When my mother was diagnosed 17 years ago with pancreatic cancer given only six months to live, I asked that she translate those letters handwritten in German so that their meaning would not be lost. It was an emotionally painful task for her to do so forcing her to relive the anguish she had while waiting, expecting and futilely hoping for their eventual re-settlement in the U.S.

When I was presented with the opportunity to visit Poland last August with my friend and rabbi, Brad Bloom, I brought copies of the translations to read for the first time. My mother had told me how to read between the lines for the conveyance of messages which would escape Nazi censorship. While copying the letters, I noticed the return address was in Kielce, Poland, which lies directly between Warsaw and Krakow, our ultimate destination for visiting Auschwitz where my grandparents were purportedly killed. We rented a car to drive between those two destinations. I had no expectations other than a drive-through in a former ghetto town.

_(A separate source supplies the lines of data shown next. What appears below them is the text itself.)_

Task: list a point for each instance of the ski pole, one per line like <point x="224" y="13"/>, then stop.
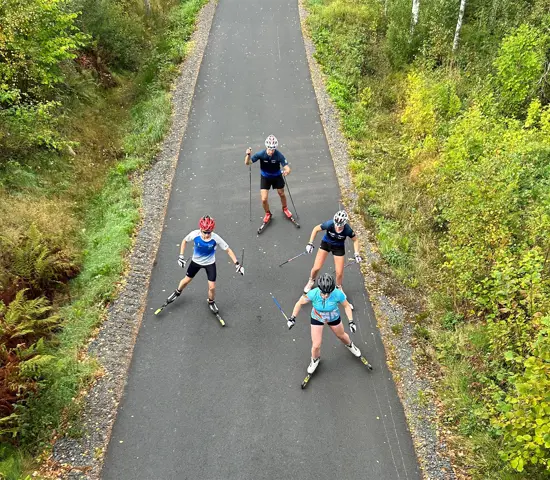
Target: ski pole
<point x="279" y="306"/>
<point x="290" y="259"/>
<point x="350" y="263"/>
<point x="290" y="195"/>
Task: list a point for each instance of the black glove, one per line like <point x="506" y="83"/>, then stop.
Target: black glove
<point x="291" y="322"/>
<point x="181" y="261"/>
<point x="239" y="268"/>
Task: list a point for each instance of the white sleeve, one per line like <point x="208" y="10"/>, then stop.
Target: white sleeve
<point x="192" y="235"/>
<point x="220" y="241"/>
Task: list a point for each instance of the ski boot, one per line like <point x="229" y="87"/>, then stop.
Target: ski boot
<point x="310" y="370"/>
<point x="309" y="285"/>
<point x="175" y="294"/>
<point x="214" y="309"/>
<point x="356" y="352"/>
<point x="288" y="214"/>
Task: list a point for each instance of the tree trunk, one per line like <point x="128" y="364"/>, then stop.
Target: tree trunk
<point x="415" y="13"/>
<point x="459" y="24"/>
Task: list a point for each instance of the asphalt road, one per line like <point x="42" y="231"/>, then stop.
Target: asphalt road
<point x="205" y="402"/>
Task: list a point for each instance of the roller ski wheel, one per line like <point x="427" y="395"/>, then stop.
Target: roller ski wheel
<point x="365" y="362"/>
<point x="168" y="301"/>
<point x="293" y="220"/>
<point x="266" y="221"/>
<point x="311" y="369"/>
<point x="214" y="309"/>
<point x="161" y="308"/>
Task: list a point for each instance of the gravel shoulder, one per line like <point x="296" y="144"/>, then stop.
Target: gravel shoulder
<point x="414" y="387"/>
<point x="82" y="458"/>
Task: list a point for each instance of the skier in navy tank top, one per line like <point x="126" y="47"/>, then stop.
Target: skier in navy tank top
<point x="337" y="230"/>
<point x="205" y="242"/>
<point x="271" y="160"/>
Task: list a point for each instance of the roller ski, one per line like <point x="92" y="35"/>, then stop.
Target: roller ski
<point x="214" y="309"/>
<point x="288" y="214"/>
<point x="357" y="353"/>
<point x="175" y="294"/>
<point x="265" y="222"/>
<point x="313" y="364"/>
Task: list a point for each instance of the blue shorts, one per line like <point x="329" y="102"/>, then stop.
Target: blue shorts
<point x="314" y="321"/>
<point x="194" y="268"/>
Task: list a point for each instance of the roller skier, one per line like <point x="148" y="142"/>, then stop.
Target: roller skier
<point x="271" y="161"/>
<point x="205" y="242"/>
<point x="325" y="300"/>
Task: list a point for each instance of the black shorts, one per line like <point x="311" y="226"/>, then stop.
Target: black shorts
<point x="336" y="250"/>
<point x="276" y="182"/>
<point x="314" y="321"/>
<point x="194" y="268"/>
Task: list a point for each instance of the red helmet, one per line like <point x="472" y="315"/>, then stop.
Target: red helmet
<point x="207" y="223"/>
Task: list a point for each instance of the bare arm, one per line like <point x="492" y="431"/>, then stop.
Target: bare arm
<point x="314" y="232"/>
<point x="231" y="255"/>
<point x="356" y="244"/>
<point x="247" y="159"/>
<point x="182" y="248"/>
<point x="303" y="300"/>
<point x="348" y="310"/>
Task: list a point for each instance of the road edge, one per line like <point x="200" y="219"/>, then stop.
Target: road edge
<point x="83" y="458"/>
<point x="411" y="385"/>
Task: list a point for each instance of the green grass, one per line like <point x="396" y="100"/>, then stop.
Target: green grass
<point x="109" y="218"/>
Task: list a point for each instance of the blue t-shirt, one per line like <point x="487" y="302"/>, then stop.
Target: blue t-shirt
<point x="270" y="166"/>
<point x="325" y="309"/>
<point x="204" y="251"/>
<point x="335" y="238"/>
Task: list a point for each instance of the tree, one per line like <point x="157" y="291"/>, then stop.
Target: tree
<point x="415" y="14"/>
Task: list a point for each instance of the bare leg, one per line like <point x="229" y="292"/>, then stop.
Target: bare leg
<point x="316" y="340"/>
<point x="341" y="333"/>
<point x="184" y="282"/>
<point x="339" y="267"/>
<point x="263" y="194"/>
<point x="318" y="264"/>
<point x="281" y="192"/>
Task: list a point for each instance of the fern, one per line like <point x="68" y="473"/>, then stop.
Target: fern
<point x="24" y="320"/>
<point x="33" y="262"/>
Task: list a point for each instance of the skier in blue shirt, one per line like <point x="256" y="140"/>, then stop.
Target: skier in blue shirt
<point x="205" y="242"/>
<point x="325" y="300"/>
<point x="271" y="160"/>
<point x="336" y="232"/>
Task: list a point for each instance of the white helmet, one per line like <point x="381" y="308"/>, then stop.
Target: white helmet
<point x="340" y="218"/>
<point x="271" y="142"/>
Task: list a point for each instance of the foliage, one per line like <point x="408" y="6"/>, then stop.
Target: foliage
<point x="24" y="324"/>
<point x="125" y="58"/>
<point x="35" y="263"/>
<point x="451" y="163"/>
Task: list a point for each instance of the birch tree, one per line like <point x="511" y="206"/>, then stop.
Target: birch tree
<point x="459" y="24"/>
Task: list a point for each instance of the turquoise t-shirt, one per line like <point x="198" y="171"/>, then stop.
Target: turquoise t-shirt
<point x="325" y="309"/>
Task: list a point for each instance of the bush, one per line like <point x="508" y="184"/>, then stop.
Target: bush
<point x="34" y="263"/>
<point x="519" y="65"/>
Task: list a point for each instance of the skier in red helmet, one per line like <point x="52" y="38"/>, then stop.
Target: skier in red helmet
<point x="205" y="242"/>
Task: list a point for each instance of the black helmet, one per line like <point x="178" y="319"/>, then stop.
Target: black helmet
<point x="326" y="283"/>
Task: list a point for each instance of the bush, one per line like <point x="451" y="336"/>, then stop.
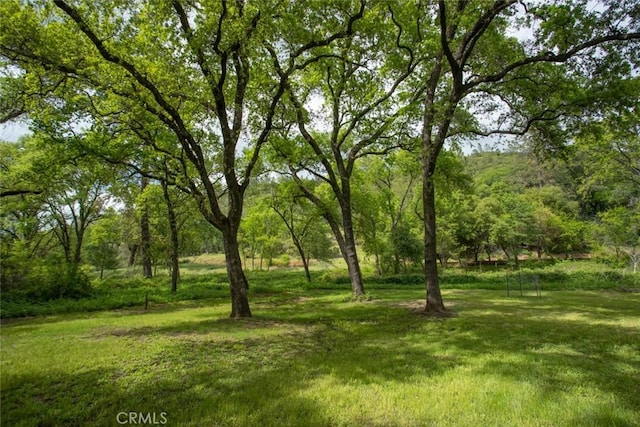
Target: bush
<point x="48" y="282"/>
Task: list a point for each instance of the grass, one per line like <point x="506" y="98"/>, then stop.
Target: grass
<point x="308" y="358"/>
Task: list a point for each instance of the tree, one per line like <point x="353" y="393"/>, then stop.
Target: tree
<point x="303" y="222"/>
<point x="201" y="75"/>
<point x="620" y="228"/>
<point x="477" y="63"/>
<point x="103" y="242"/>
<point x="362" y="83"/>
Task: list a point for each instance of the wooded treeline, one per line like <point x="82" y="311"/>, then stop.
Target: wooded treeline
<point x="180" y="127"/>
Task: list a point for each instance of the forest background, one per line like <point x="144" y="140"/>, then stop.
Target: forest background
<point x="145" y="139"/>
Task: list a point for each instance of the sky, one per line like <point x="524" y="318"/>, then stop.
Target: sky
<point x="12" y="131"/>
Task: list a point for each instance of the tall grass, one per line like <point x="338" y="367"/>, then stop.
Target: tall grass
<point x="310" y="359"/>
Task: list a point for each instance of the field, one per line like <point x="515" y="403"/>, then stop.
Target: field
<point x="310" y="357"/>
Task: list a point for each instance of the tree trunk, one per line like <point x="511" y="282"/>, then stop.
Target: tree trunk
<point x="173" y="231"/>
<point x="238" y="284"/>
<point x="133" y="249"/>
<point x="350" y="252"/>
<point x="353" y="265"/>
<point x="145" y="237"/>
<point x="434" y="297"/>
<point x="305" y="261"/>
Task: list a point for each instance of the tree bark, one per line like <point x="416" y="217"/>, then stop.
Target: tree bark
<point x="434" y="304"/>
<point x="350" y="252"/>
<point x="145" y="238"/>
<point x="238" y="284"/>
<point x="173" y="231"/>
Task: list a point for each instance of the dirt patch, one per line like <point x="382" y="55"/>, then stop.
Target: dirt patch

While driving to Kielce, I noticed a return address on some of the envelopes from the General Government with Swastikas and censorship tape. We plugged the address into our GPS since we had otherwise no idea where to focus our drive-through in the former ghetto. As we were following the GPS instructions, we got out of the car and walked over to a park which was once the center of the Jewish ghetto the Nazis created. There we came upon a large steel Menorah sunken into the ground which turned out to be a small memorial to the 27,000 Jews who were trapped there. There was also a commemorative plaque stating among other things that 1,004 Jews from Vienna were transported there on April 12, 1941. Of the 27,000 prisoners, 2,000 were killed, and the remaining were shipped to Treblinka for extermination in between August 19 and August 24, 1943. Treblinka was destroyed by the Germans in the advance of the oncoming Russian army, and all records were torched.

Brad and I strolled along the river in the park which has since replaced the ghetto. Walking literally in their footsteps, after reading their last letters, my grandparents became real people to me, fully fleshed out human beings, and not merely photographs or Holocaust statistics. Walking on the ground where my grandparents endured their frustrations, fears and anguish, I could sense their suffering, their enforced starvation, their foreknowledge of their deaths. For me this encounter, albeit excruciatingly painful, was a life changing experience.  I finally made the connection in my heart, to see with new eyes, that their grandchildren lived on, prospered and had families of their own. I was forced to realize that I would never know their final days with specificity, but I was able to say Kaddish where they figuratively, if not actually, died. I was able to locate what may have been their final apartment where they suffered through the balance of their lives, taking some small satisfaction knowing that I could share this experience with my own grandchildren.

My visit to Kielce is likened to finding a lost memory. I found something of myself in Kielce as I recovered a precious legacy of my maternal grandparents. The fact that I can share these experiences and my own memory of visiting Kielce will only enrich me and the history I can transmit to my children and grandchildren. That is a blessing which I cherish.